By Bert Stratton
I used to shop at the West Side Market to see humanity. I didn’t care about the food; I was looking for real, working people. I ran the gauntlet of Italian produce vendors, who said to me, “Hey, how about a couple peppers?” I wouldn’t answer. I didn’t like vegetables.
I liked meat — the greasier the better. I picked up a couple links of Farkas’ hot Hungarian kielbasa. That stuff could kill you — unless you were 25 and immortal. Which I was.
Now the produce vendors are mostly Arabs, and I no longer am looking for humanity. It comes to me.
I was at the market with time to spare, because I was waiting to meet a tenant at the Cleveland Mediation Center across the street. I’m a landlord. The tenant was a late payer who was also delinquent in showing up for the meeting. So I went to the market.
The market was, still, a good cheap exotic trip. A vendor carried an eviscerated goat over his shoulder. You don’t see that at Heinen’s. I bought bread and returned to the mediation center, which was in a 1920s office building across the street. There were stenciled signs on the office doors for abogados (lawyers), bail bondsmen and Middle Eastern doctor / Welfare Patients Accepted. My tenant, Mr. Rice, hobbled in to the mediation center on a cane.
The mediator — “I’m Bob” — told Mr. Rice he could address neglected building repairs. Bob had just set me up!
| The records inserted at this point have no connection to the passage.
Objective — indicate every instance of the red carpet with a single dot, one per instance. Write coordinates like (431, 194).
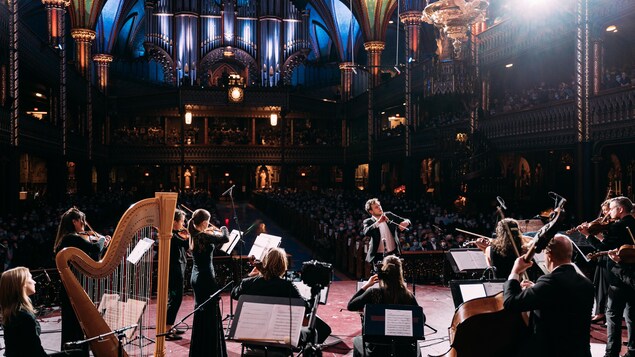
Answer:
(436, 302)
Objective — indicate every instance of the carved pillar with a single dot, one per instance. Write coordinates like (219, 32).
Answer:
(412, 22)
(83, 41)
(598, 65)
(103, 63)
(14, 82)
(374, 49)
(55, 11)
(346, 81)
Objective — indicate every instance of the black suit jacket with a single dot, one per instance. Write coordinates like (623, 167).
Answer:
(372, 231)
(560, 305)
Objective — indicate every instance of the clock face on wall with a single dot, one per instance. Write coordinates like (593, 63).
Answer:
(235, 94)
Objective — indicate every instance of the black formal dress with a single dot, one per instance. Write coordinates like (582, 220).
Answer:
(560, 320)
(620, 294)
(503, 264)
(22, 336)
(370, 229)
(71, 330)
(208, 338)
(278, 287)
(178, 262)
(375, 296)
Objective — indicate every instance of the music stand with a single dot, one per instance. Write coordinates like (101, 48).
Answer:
(268, 322)
(392, 325)
(465, 290)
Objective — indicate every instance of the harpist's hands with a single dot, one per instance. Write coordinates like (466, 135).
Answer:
(613, 255)
(526, 284)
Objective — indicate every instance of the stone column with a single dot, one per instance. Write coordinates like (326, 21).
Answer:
(102, 60)
(55, 11)
(83, 41)
(346, 81)
(374, 49)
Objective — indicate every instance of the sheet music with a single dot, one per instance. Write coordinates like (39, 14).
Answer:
(272, 323)
(305, 291)
(262, 243)
(398, 322)
(469, 260)
(139, 250)
(472, 291)
(234, 236)
(492, 289)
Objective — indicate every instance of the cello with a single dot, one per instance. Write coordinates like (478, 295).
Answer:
(477, 320)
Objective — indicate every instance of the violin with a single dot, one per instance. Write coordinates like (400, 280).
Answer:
(626, 253)
(594, 227)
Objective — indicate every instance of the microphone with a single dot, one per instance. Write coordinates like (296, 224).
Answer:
(228, 190)
(501, 202)
(554, 195)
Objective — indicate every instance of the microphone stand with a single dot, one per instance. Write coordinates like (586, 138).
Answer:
(199, 307)
(230, 317)
(118, 332)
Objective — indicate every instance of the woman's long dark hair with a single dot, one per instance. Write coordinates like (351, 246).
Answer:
(198, 216)
(391, 282)
(66, 225)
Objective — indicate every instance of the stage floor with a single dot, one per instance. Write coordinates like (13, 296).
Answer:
(436, 302)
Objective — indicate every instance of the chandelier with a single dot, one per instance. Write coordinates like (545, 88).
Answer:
(454, 17)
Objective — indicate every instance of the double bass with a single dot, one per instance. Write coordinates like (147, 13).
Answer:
(479, 319)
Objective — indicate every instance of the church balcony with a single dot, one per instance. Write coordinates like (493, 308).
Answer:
(555, 124)
(223, 154)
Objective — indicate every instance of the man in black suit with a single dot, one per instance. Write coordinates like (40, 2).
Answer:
(620, 295)
(382, 228)
(560, 304)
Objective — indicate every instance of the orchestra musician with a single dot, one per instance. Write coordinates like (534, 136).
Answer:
(72, 233)
(179, 244)
(500, 253)
(21, 328)
(392, 290)
(208, 338)
(267, 279)
(559, 302)
(382, 228)
(621, 297)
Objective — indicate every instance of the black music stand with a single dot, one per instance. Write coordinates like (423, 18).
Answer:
(396, 326)
(258, 320)
(464, 290)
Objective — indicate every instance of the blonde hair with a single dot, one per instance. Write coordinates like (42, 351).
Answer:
(503, 244)
(391, 281)
(274, 263)
(13, 296)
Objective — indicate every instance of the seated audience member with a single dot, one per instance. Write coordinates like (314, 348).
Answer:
(392, 290)
(267, 280)
(21, 329)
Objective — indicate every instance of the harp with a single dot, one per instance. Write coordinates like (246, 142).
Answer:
(116, 282)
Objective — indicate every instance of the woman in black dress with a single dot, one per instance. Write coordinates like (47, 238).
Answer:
(21, 329)
(208, 338)
(500, 253)
(392, 290)
(72, 233)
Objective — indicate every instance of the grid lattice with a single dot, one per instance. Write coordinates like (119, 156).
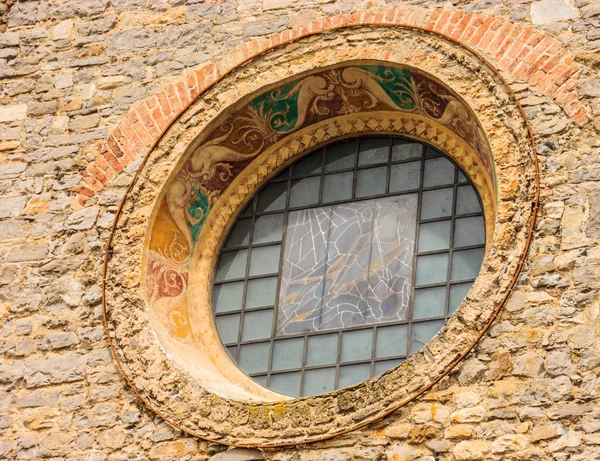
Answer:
(445, 251)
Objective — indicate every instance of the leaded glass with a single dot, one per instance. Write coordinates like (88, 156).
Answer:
(346, 263)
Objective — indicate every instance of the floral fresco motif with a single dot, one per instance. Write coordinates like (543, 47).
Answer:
(347, 265)
(262, 122)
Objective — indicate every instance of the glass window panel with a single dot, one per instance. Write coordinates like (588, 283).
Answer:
(321, 349)
(430, 152)
(436, 203)
(261, 292)
(257, 325)
(385, 365)
(391, 341)
(268, 228)
(305, 192)
(341, 155)
(405, 176)
(432, 269)
(337, 187)
(228, 296)
(371, 182)
(232, 350)
(438, 172)
(229, 327)
(272, 197)
(240, 234)
(466, 200)
(254, 358)
(434, 236)
(458, 292)
(287, 353)
(264, 260)
(262, 380)
(373, 150)
(311, 164)
(469, 231)
(232, 265)
(286, 383)
(430, 302)
(405, 150)
(466, 264)
(248, 210)
(319, 381)
(422, 332)
(354, 374)
(357, 345)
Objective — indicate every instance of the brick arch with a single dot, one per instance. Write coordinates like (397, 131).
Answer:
(522, 52)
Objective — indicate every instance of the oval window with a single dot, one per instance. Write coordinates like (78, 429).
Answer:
(346, 263)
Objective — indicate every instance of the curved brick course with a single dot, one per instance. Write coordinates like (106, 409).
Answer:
(521, 52)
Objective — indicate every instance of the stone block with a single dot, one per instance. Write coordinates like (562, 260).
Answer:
(27, 13)
(13, 113)
(54, 369)
(549, 11)
(81, 8)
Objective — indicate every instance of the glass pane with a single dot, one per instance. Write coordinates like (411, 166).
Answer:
(287, 353)
(430, 302)
(272, 197)
(337, 187)
(458, 292)
(240, 234)
(373, 150)
(405, 150)
(311, 164)
(391, 341)
(229, 327)
(265, 260)
(371, 182)
(254, 358)
(261, 292)
(268, 228)
(305, 192)
(466, 200)
(434, 236)
(286, 383)
(466, 264)
(438, 172)
(469, 231)
(432, 269)
(257, 325)
(422, 332)
(385, 365)
(340, 155)
(228, 297)
(321, 350)
(436, 203)
(354, 374)
(357, 345)
(232, 265)
(405, 176)
(319, 381)
(262, 380)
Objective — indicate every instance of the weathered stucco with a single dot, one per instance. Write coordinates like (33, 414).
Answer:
(75, 124)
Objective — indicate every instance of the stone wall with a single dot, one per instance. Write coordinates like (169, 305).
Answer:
(75, 72)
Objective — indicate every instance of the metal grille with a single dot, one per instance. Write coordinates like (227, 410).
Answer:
(447, 251)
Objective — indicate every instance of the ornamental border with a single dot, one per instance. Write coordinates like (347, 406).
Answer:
(523, 52)
(528, 230)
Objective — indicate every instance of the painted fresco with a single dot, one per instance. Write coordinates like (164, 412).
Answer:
(265, 120)
(347, 265)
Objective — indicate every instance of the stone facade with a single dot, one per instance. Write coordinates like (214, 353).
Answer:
(87, 88)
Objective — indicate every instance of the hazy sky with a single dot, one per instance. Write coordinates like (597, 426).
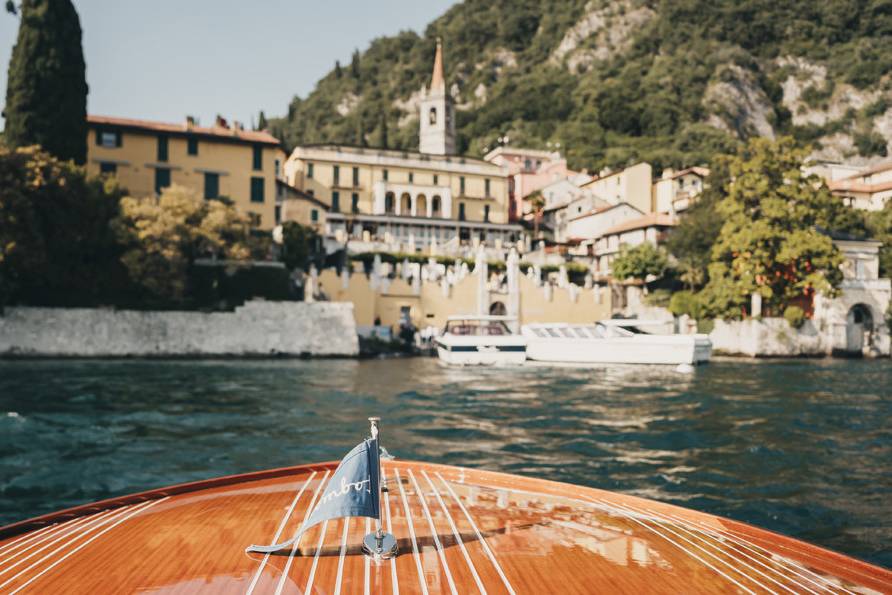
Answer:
(164, 59)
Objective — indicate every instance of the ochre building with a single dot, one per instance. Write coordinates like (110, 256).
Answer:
(432, 195)
(220, 161)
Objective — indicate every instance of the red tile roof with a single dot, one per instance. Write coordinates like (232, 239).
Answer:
(650, 220)
(248, 136)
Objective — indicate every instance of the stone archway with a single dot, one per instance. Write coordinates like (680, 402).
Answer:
(405, 204)
(859, 329)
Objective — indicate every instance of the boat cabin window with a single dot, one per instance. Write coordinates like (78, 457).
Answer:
(477, 327)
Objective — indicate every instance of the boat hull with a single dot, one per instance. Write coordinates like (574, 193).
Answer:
(457, 529)
(471, 351)
(639, 349)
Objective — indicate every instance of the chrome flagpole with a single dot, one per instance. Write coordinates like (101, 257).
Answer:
(379, 545)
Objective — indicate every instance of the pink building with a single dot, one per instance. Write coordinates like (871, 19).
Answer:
(529, 170)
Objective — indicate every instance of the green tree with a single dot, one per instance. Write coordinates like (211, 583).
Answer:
(770, 243)
(164, 236)
(640, 262)
(56, 245)
(46, 94)
(691, 241)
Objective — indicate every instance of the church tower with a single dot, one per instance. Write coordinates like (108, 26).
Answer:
(437, 117)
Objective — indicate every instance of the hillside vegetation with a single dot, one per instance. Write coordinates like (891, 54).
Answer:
(671, 82)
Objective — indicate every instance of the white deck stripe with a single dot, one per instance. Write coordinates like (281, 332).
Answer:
(399, 483)
(393, 577)
(284, 577)
(433, 527)
(721, 538)
(26, 537)
(785, 562)
(96, 521)
(278, 534)
(309, 588)
(346, 522)
(696, 545)
(610, 506)
(733, 554)
(46, 536)
(120, 519)
(489, 552)
(461, 544)
(368, 562)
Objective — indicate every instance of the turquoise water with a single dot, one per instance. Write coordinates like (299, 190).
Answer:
(800, 447)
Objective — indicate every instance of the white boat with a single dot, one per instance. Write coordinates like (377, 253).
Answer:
(480, 341)
(612, 342)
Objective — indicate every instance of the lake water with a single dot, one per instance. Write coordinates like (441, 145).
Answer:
(801, 447)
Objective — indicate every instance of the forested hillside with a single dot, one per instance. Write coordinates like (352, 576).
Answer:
(670, 82)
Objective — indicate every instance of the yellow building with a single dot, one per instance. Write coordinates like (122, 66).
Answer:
(220, 161)
(432, 196)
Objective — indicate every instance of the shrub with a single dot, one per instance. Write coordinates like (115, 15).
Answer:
(685, 302)
(795, 316)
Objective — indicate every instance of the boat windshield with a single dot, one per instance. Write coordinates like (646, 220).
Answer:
(477, 327)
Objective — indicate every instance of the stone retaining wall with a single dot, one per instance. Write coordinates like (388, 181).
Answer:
(258, 328)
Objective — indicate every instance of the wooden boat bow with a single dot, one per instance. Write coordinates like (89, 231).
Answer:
(458, 530)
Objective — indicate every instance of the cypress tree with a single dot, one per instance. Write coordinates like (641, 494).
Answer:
(46, 94)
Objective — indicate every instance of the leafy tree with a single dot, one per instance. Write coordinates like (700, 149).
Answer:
(640, 262)
(164, 236)
(769, 242)
(691, 241)
(46, 94)
(56, 246)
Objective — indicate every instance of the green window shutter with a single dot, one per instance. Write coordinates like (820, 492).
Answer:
(256, 189)
(258, 157)
(162, 179)
(212, 186)
(162, 148)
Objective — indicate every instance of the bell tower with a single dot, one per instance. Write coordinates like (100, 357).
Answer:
(437, 117)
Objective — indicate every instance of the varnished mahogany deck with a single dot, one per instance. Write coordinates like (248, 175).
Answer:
(459, 531)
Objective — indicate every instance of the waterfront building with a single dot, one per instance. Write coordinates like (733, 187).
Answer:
(867, 189)
(218, 161)
(408, 199)
(676, 191)
(529, 170)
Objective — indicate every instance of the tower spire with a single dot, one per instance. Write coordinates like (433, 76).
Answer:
(438, 81)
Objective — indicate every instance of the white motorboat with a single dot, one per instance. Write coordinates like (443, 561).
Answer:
(612, 342)
(480, 341)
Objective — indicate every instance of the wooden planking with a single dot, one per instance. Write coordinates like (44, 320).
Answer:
(474, 530)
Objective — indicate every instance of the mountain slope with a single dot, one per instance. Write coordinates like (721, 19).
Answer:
(671, 82)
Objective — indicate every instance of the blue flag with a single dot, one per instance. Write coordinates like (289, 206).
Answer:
(352, 491)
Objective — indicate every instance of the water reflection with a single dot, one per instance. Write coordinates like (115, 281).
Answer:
(801, 447)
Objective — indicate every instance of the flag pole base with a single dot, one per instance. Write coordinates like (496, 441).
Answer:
(381, 547)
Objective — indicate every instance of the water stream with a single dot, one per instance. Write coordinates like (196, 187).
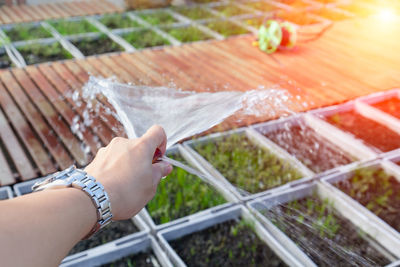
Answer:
(183, 114)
Mr. Rice shook his head no and said, “The man wants his rent and I don’t blame him.”
You had to like a tenant like that. A stand-up guy. But he didn’t have much money.
I tolerated Mr. Rice and his late rent payments because, among other reasons, I liked his accent. He was from Gallatin, Tennessee. I said, “My mother was from the South. I could listen to you all day. That’s why I’m here [at the mediation center].” Another reason was he owed me $890.
Mr. Rice skipped out several months later. He left behind some ratty furniture, Playboys, clothes and a stove that looked a piece of fried chicken.